12 Fantasias for Solo Violin
Iryna Gintova (violin)
Orchid Classics ORC100171 71:04 mins
After his appointment in 1721 as Hamburg’s music director, Telemann began to assemble a wide variety of his compositions to be issued under his own supervision. Among them were three sets of fantasias for unaccompanied flute (c1732), unaccompanied violin (1735) and the recently uncovered ones for viola da gamba (1735).
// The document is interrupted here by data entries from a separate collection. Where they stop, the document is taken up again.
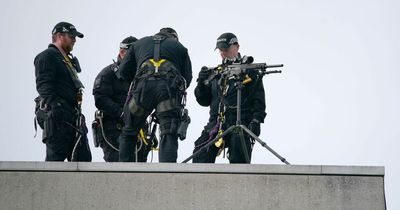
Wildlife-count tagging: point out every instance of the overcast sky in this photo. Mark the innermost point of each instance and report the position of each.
(337, 101)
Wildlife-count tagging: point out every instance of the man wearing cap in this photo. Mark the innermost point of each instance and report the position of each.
(60, 91)
(110, 92)
(220, 94)
(161, 70)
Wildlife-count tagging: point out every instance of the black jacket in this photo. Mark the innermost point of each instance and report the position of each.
(110, 91)
(143, 49)
(253, 98)
(54, 81)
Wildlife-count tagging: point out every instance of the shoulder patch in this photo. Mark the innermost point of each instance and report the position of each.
(97, 83)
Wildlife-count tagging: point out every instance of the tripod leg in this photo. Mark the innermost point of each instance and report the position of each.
(264, 144)
(244, 147)
(205, 147)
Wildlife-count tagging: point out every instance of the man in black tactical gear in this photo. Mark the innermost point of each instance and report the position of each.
(160, 69)
(110, 92)
(60, 93)
(220, 94)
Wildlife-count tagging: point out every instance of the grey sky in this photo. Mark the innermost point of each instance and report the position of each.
(336, 103)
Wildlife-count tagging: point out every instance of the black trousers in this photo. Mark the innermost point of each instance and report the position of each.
(111, 133)
(232, 142)
(60, 145)
(148, 95)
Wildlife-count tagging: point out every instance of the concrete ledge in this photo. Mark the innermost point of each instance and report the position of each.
(193, 168)
(54, 185)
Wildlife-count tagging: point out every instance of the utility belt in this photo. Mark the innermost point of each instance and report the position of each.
(49, 119)
(153, 70)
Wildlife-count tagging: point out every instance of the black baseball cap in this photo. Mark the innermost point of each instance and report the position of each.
(226, 40)
(169, 31)
(127, 42)
(64, 27)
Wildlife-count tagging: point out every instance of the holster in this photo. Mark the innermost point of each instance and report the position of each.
(96, 133)
(183, 124)
(49, 126)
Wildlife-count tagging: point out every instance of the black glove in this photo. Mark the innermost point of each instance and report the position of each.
(254, 126)
(203, 74)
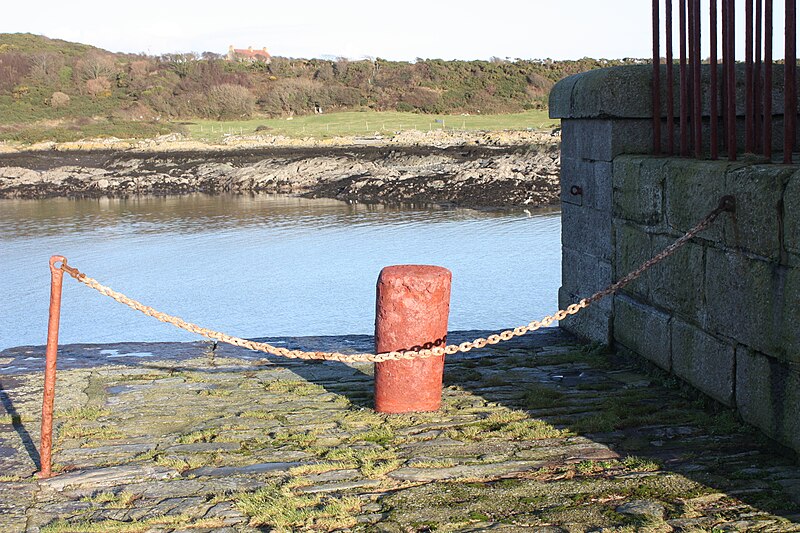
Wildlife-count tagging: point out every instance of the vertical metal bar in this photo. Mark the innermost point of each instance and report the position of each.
(684, 85)
(690, 61)
(730, 87)
(46, 443)
(697, 108)
(749, 127)
(670, 83)
(714, 104)
(768, 78)
(790, 83)
(656, 79)
(758, 87)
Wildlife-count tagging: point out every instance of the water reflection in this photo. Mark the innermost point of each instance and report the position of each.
(264, 264)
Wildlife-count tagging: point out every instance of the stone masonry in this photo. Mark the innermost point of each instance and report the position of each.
(536, 434)
(723, 314)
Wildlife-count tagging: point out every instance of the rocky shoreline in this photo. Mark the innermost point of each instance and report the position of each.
(464, 170)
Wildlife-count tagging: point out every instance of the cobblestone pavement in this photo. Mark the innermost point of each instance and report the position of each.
(542, 434)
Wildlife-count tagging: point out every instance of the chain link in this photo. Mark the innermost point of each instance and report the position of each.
(726, 204)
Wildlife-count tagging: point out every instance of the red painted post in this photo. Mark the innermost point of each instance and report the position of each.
(768, 78)
(714, 104)
(790, 83)
(697, 102)
(684, 82)
(670, 82)
(46, 444)
(749, 110)
(413, 304)
(730, 82)
(759, 87)
(656, 80)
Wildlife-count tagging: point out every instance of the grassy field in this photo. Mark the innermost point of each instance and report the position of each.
(367, 123)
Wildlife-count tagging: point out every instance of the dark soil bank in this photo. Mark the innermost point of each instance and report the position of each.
(473, 176)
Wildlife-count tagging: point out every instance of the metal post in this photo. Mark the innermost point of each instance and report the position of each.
(46, 446)
(730, 78)
(697, 103)
(790, 83)
(768, 78)
(749, 112)
(759, 88)
(670, 83)
(656, 80)
(714, 104)
(684, 85)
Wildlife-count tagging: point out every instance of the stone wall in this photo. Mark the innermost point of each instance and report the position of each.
(723, 314)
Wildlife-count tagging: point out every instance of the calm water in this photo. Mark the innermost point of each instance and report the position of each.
(268, 265)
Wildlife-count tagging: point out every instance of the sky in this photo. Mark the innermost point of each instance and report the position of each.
(406, 30)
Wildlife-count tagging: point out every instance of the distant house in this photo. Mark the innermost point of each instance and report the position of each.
(248, 55)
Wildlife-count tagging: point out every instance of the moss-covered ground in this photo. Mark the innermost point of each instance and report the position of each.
(544, 435)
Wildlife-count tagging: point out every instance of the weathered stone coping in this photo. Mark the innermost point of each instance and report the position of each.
(626, 93)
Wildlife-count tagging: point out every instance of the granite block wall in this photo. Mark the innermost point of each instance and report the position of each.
(723, 313)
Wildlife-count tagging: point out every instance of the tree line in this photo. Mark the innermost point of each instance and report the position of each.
(42, 78)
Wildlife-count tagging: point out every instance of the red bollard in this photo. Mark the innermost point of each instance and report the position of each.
(413, 304)
(46, 446)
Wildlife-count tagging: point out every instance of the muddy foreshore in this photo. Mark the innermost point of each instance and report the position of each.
(466, 173)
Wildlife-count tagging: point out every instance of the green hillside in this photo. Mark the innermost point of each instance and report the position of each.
(57, 90)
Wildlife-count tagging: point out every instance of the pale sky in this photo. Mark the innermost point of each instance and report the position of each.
(405, 30)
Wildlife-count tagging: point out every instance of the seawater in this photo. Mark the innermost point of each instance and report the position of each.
(263, 265)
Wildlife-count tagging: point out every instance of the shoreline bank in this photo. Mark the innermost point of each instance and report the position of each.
(501, 169)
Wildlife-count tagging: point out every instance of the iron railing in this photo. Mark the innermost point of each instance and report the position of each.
(721, 94)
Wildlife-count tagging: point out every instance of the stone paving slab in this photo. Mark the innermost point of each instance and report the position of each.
(540, 434)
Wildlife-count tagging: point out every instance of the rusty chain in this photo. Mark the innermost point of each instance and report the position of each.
(727, 203)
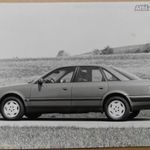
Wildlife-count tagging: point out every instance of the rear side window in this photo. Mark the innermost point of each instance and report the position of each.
(110, 76)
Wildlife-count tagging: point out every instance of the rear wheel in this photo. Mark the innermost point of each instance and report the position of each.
(12, 108)
(33, 116)
(133, 114)
(117, 108)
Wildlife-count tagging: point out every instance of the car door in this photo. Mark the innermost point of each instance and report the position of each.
(89, 87)
(55, 90)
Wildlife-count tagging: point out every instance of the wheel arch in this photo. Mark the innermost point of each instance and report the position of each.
(117, 93)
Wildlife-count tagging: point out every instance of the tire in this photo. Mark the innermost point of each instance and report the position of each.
(33, 116)
(133, 114)
(12, 108)
(117, 108)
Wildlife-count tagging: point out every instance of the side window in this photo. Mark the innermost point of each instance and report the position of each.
(60, 75)
(67, 78)
(109, 76)
(89, 74)
(96, 75)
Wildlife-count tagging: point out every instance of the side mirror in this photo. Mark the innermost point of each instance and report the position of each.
(41, 81)
(62, 81)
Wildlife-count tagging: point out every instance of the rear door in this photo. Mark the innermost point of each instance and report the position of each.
(88, 87)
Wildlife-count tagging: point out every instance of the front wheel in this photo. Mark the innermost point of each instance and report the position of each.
(133, 114)
(117, 108)
(12, 108)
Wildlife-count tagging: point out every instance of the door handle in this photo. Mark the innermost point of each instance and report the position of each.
(65, 89)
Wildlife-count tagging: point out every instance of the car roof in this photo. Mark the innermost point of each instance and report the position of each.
(83, 65)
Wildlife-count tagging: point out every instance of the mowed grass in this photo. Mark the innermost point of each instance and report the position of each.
(72, 137)
(23, 70)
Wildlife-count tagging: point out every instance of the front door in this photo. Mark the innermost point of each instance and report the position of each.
(88, 88)
(55, 92)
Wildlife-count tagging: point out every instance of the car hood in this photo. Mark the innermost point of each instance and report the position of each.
(14, 85)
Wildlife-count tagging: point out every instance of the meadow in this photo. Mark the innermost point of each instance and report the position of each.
(23, 70)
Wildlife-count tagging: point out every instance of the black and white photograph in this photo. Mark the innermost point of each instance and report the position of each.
(74, 75)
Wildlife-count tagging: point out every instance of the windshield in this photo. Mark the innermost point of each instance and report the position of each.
(126, 74)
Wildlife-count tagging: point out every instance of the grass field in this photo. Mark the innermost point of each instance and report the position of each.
(20, 70)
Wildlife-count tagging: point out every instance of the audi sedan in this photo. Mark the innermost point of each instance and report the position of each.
(78, 89)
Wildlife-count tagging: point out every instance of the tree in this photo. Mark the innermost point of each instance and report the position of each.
(107, 50)
(62, 53)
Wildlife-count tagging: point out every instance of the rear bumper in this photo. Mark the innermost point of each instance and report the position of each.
(140, 102)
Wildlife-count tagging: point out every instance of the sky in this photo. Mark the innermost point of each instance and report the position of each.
(42, 29)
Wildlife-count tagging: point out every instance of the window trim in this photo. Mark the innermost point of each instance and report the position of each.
(44, 76)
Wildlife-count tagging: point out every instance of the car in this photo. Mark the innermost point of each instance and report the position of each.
(78, 89)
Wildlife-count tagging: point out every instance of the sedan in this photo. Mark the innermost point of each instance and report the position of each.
(78, 89)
While never approaching the complexity or dimensions of Bach’s music for unaccompanied violin Telemann’s Fantaisies nevertheless require advanced technique to reveal their subtle colours and varied humours. Multiple stopping is frequently called for and, generally speaking, the implied harmonies make the term Fantaisie an apt one. Iryna Gintova plays a contemporarily strung violin at today’s concert pitch enlivening the music with expressive warmth and stylistic propriety. In her own short introduction Gintova expresses her affection for these pieces, their beauty, their charm and their unpredictability. Certainly, she reaches the heart of the music with unaffected grace, while at the same time making sharply defined contrasts between playful dance rhythms and stricter Baroque disciplines. These contrasts are distinctively presented in the A major and E minor Fantaisies. Telemann intended that it should be so, counterpoint dominating the first six Fantaisies, dance metres assuming greater prominence in the remaining six.